Making your way through the the Coliseum’s crowded concourses with nothing in your hands is a tricky proposition. And here I was, holding a cardboard carrier loaded up with two hot dogs and two large beers, while Maddo handled the nachos and popcorn and Little Sis controlled a tray overflowing with chicken strips and popcorn. I put the odds of one of us dropping everything we held at about 1 million percent.
Amazingly, no one spilled or dropped anything and we made our way to our seats in one piece.
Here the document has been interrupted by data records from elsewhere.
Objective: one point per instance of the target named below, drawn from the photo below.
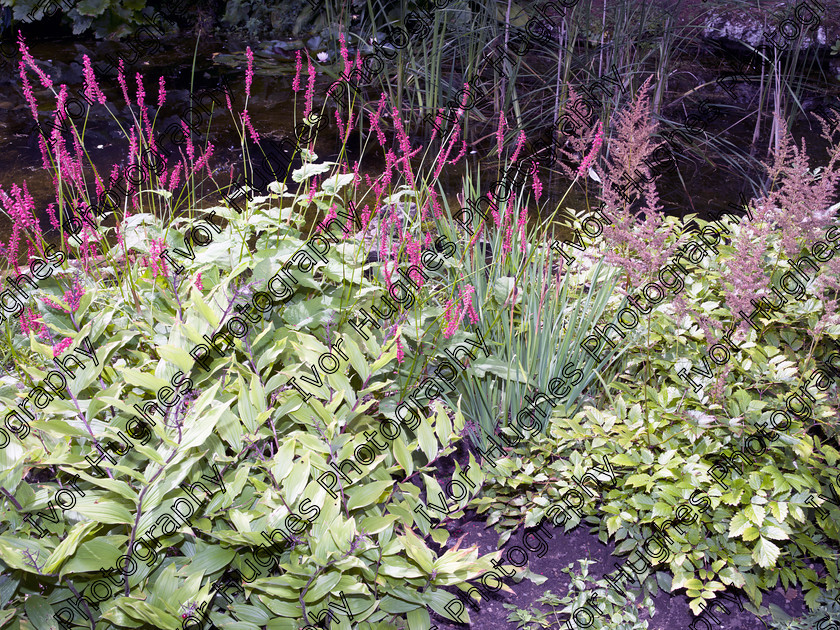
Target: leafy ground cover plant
(287, 461)
(620, 611)
(752, 521)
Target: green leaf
(323, 584)
(103, 511)
(403, 456)
(755, 513)
(67, 547)
(427, 440)
(91, 556)
(362, 496)
(765, 553)
(39, 613)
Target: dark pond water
(701, 187)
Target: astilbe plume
(744, 277)
(798, 202)
(596, 147)
(796, 205)
(637, 245)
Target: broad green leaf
(363, 495)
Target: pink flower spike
(296, 80)
(583, 169)
(310, 87)
(92, 91)
(61, 346)
(249, 71)
(400, 352)
(30, 61)
(500, 132)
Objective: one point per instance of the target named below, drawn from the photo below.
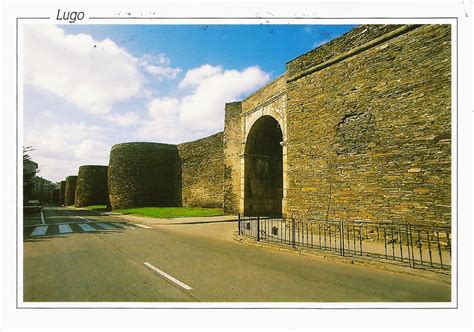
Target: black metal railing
(418, 246)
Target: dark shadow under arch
(264, 169)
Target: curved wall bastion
(91, 187)
(143, 174)
(70, 190)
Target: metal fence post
(293, 234)
(342, 237)
(258, 228)
(238, 225)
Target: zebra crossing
(83, 227)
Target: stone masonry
(366, 124)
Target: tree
(30, 168)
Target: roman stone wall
(143, 174)
(369, 133)
(202, 175)
(268, 101)
(91, 187)
(62, 190)
(70, 190)
(54, 196)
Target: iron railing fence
(418, 246)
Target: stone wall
(202, 172)
(232, 146)
(369, 135)
(54, 196)
(143, 174)
(62, 190)
(70, 190)
(91, 187)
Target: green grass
(172, 212)
(97, 207)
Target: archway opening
(264, 169)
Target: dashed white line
(167, 276)
(64, 229)
(86, 227)
(39, 230)
(105, 226)
(142, 226)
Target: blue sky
(87, 87)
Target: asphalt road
(108, 264)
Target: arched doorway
(263, 169)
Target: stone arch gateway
(263, 170)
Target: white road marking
(116, 225)
(42, 217)
(40, 230)
(87, 228)
(142, 226)
(105, 226)
(167, 276)
(126, 226)
(64, 229)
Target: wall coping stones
(296, 73)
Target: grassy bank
(172, 212)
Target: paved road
(109, 265)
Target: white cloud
(123, 120)
(159, 66)
(62, 148)
(320, 43)
(93, 75)
(200, 111)
(194, 77)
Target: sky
(88, 87)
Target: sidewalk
(176, 221)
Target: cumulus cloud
(123, 120)
(159, 66)
(200, 109)
(92, 75)
(62, 148)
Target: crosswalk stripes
(60, 229)
(39, 231)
We sat down, I began washing down my hot dog with one of my Longboard Lagers, and the girls immediately began tearing into the mountain of junk food in front of them and threatening to kick apart the seats of the three poor souls sitting in front of us.
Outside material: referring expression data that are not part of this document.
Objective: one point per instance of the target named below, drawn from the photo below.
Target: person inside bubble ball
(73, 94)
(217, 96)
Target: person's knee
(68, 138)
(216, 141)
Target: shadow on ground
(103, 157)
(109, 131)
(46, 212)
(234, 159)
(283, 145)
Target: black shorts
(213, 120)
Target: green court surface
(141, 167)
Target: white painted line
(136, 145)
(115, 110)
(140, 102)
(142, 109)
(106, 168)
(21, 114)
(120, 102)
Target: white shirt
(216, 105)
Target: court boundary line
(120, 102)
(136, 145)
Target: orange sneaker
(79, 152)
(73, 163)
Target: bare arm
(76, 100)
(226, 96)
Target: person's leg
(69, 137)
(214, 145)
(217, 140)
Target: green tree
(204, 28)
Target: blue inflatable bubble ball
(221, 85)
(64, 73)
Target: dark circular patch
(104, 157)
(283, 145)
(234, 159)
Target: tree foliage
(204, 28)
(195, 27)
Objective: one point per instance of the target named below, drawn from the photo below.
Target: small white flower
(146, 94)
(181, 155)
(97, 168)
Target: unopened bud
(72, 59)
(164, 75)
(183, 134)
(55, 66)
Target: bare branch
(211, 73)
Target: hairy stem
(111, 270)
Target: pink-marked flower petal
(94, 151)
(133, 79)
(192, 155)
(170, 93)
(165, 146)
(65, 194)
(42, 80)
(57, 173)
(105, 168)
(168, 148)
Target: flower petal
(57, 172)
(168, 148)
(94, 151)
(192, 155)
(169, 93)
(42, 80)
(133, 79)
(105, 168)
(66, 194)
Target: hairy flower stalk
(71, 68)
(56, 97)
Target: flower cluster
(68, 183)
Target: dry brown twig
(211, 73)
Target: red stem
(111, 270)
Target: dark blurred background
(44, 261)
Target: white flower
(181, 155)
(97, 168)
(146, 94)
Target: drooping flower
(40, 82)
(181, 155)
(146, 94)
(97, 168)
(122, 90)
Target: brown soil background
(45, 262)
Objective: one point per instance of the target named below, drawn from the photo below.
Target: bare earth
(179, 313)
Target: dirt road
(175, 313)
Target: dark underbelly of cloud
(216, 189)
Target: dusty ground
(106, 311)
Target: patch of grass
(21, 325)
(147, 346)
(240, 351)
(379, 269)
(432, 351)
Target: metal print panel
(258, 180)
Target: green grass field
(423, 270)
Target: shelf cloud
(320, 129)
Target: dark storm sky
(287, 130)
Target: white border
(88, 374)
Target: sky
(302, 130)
So, here we were, a good half hour before the game was even set to start with enough food to satiate not only ourselves, but those three poor souls sitting in front of us and whose seats Maddo and Little Sis were constantly threatening to kick apart. You might think that with all that grub it would have been enough to keep the girls satisfied. I know I did.
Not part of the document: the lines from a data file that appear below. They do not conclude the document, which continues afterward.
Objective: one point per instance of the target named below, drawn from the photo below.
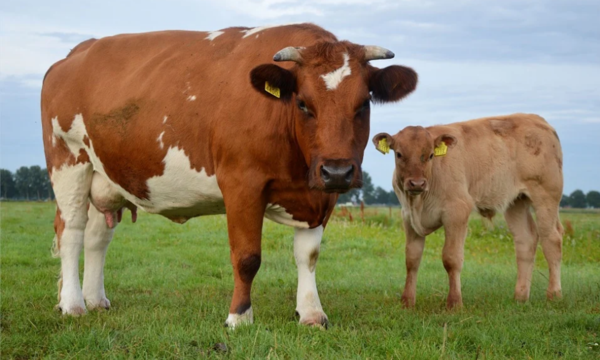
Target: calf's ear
(273, 81)
(391, 83)
(449, 140)
(383, 142)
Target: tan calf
(498, 164)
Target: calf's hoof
(245, 318)
(73, 310)
(554, 294)
(102, 304)
(314, 318)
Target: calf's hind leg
(521, 225)
(550, 234)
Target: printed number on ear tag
(383, 146)
(441, 150)
(272, 90)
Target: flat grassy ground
(170, 287)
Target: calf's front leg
(414, 252)
(453, 256)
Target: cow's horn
(377, 53)
(290, 53)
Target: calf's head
(328, 88)
(415, 149)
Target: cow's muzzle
(337, 176)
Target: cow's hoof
(234, 320)
(315, 318)
(74, 310)
(102, 304)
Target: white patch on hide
(278, 214)
(213, 35)
(180, 186)
(253, 31)
(334, 78)
(159, 139)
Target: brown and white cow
(498, 164)
(184, 124)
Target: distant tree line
(27, 183)
(579, 200)
(370, 194)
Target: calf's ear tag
(441, 150)
(272, 90)
(383, 146)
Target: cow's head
(329, 88)
(415, 150)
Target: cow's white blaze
(334, 78)
(213, 35)
(234, 320)
(278, 214)
(159, 139)
(307, 243)
(257, 29)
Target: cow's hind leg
(521, 225)
(307, 243)
(97, 238)
(71, 184)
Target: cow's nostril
(350, 173)
(325, 175)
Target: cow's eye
(302, 106)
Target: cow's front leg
(244, 224)
(307, 243)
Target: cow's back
(143, 100)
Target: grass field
(170, 288)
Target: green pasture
(170, 288)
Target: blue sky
(474, 59)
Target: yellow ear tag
(441, 150)
(272, 90)
(383, 146)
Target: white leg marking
(334, 78)
(72, 186)
(307, 243)
(234, 320)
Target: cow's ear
(391, 83)
(273, 81)
(449, 140)
(383, 142)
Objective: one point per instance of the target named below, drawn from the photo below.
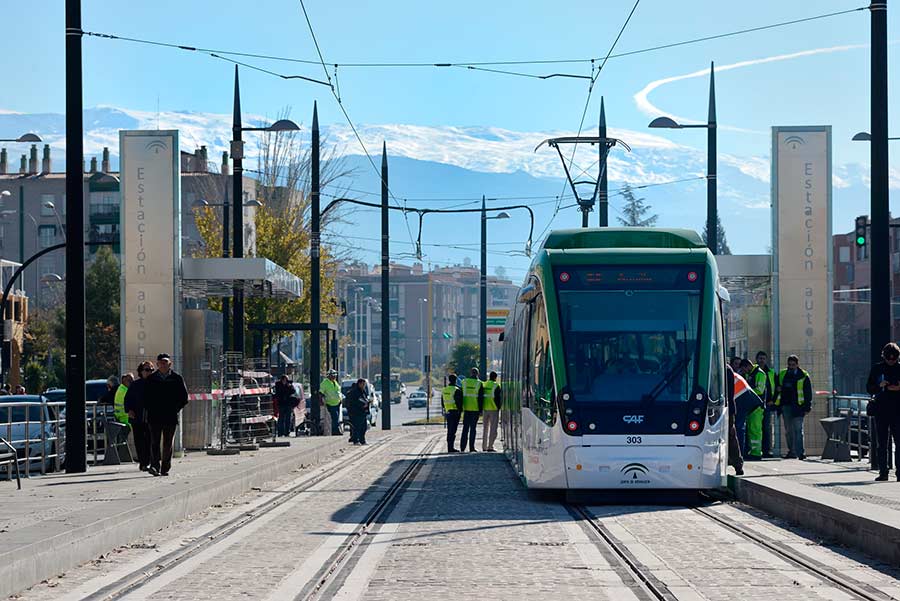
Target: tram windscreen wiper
(657, 390)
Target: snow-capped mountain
(452, 162)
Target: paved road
(458, 527)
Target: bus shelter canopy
(218, 277)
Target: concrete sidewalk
(59, 521)
(838, 500)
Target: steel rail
(148, 572)
(353, 540)
(845, 583)
(649, 584)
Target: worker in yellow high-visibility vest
(473, 403)
(491, 413)
(451, 400)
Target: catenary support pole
(482, 361)
(603, 188)
(385, 298)
(315, 313)
(226, 249)
(712, 211)
(237, 197)
(881, 321)
(76, 450)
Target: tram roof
(623, 237)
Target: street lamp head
(283, 125)
(664, 123)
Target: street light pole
(881, 318)
(603, 190)
(237, 156)
(76, 451)
(482, 359)
(712, 209)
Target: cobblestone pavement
(464, 526)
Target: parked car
(32, 431)
(417, 398)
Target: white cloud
(641, 98)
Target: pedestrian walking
(735, 459)
(331, 393)
(137, 415)
(793, 397)
(452, 401)
(357, 405)
(285, 401)
(491, 413)
(884, 385)
(473, 403)
(762, 379)
(166, 396)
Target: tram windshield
(630, 334)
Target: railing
(861, 426)
(36, 430)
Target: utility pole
(712, 216)
(881, 321)
(385, 299)
(315, 293)
(603, 189)
(482, 361)
(76, 451)
(237, 199)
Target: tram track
(160, 566)
(648, 586)
(328, 576)
(856, 588)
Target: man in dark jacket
(357, 401)
(884, 385)
(166, 396)
(285, 401)
(137, 414)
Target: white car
(417, 398)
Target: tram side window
(542, 377)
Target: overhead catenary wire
(587, 104)
(472, 63)
(340, 103)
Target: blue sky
(827, 86)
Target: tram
(613, 363)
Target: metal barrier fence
(37, 432)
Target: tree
(634, 211)
(722, 240)
(282, 224)
(463, 357)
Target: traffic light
(861, 227)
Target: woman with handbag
(884, 385)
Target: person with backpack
(884, 385)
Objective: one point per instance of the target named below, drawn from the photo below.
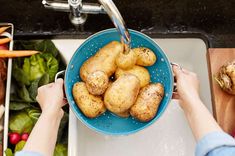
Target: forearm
(200, 119)
(44, 135)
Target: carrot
(2, 29)
(16, 53)
(4, 40)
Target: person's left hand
(51, 98)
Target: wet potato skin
(147, 103)
(140, 72)
(126, 60)
(91, 106)
(145, 56)
(103, 60)
(97, 82)
(122, 93)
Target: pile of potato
(129, 93)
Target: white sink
(170, 135)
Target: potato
(145, 56)
(125, 114)
(140, 72)
(122, 93)
(148, 100)
(126, 60)
(103, 60)
(97, 82)
(91, 106)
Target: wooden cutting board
(223, 103)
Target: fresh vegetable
(91, 106)
(126, 60)
(147, 103)
(103, 60)
(3, 29)
(20, 122)
(4, 40)
(122, 93)
(60, 150)
(140, 72)
(29, 73)
(20, 145)
(14, 138)
(145, 56)
(16, 53)
(25, 136)
(226, 77)
(8, 152)
(97, 82)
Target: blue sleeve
(216, 144)
(27, 153)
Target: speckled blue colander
(108, 123)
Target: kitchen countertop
(213, 21)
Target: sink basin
(168, 136)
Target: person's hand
(187, 86)
(51, 98)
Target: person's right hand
(187, 85)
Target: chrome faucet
(78, 13)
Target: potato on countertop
(145, 56)
(141, 73)
(147, 103)
(91, 106)
(122, 93)
(103, 60)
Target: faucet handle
(58, 6)
(117, 19)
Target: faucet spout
(117, 20)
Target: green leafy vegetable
(34, 66)
(16, 106)
(23, 93)
(44, 80)
(52, 65)
(61, 150)
(20, 122)
(33, 89)
(20, 76)
(8, 152)
(20, 146)
(34, 114)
And lo, how foolish I was.
Before the national anthems were even played, both girls caught sight of the cotton candy and ice cream Nibs sellers. And they didn’t disappoint…
Maddo: DADDY! You SAID we could get those chocolate ice cream drop things.
Little Sis: YEAH, DADDY! ICE CREAM! IWANNAHAVESOMECOTTONCANDY, TOOOOOOOOO!
Me: This is why they need beer sellers in the stands like when I was a kid.
I implored upon them to eat at least some of what they already had and wait a bit. I think we made it until the middle of the first inning before I gave up. The begging, whining and all-around mayhem was too much for me to bear. I flagged down the Nibs seller and then got the cotton candy guy to come over just a few minutes later. The Nibs were good, but the cotton candy tasted like legitimate cotton. That didn’t stop my daughters from sampling every one of the four different colors that came in the bag. I think they ended up liking the red one the best. They called it “strawberry”. I called it “Empty Of All Flavor And Hope”.
I’d like to say that the game was exciting, but I don’t think I saw any of it besides a Blue Jays home run. I spent more time dealing with Maddo losing her her fourth tooth the second inning. Maybe her hot dog bun wasn’t as fresh as I originally thought? Most of my time was spent telling Maddo to get back in her seat and Little Sis to stop kicking apart the seats of the three poor souls sitting in front of us.
By the time the third inning started, both girls were whining about wanting to go home. By the time the third inning ended, I was taking them toward the exit. I think the Blue Jays ended up winning the game. I don’t really know. The game was barely a week ago and the final score is already lost to history and the forest of cobwebs that exist in my brain where my short-term memory used to be before my daughters sucked it all away.
What I do know for certain was our financial tally for the day. And what a score it was:
Kona Longboard Lagers (2): $22.50
Hot Dogs (2): $11
Chicken Strips and Fries: $9.50
Nachos with Cheese: $6:50
Cotton Candy: $5.50
Final Total: $118. Yeah, but you can’t put a price on Quality Time with you children, can you?
Well, yes you can. It’s approximately $40 an inning.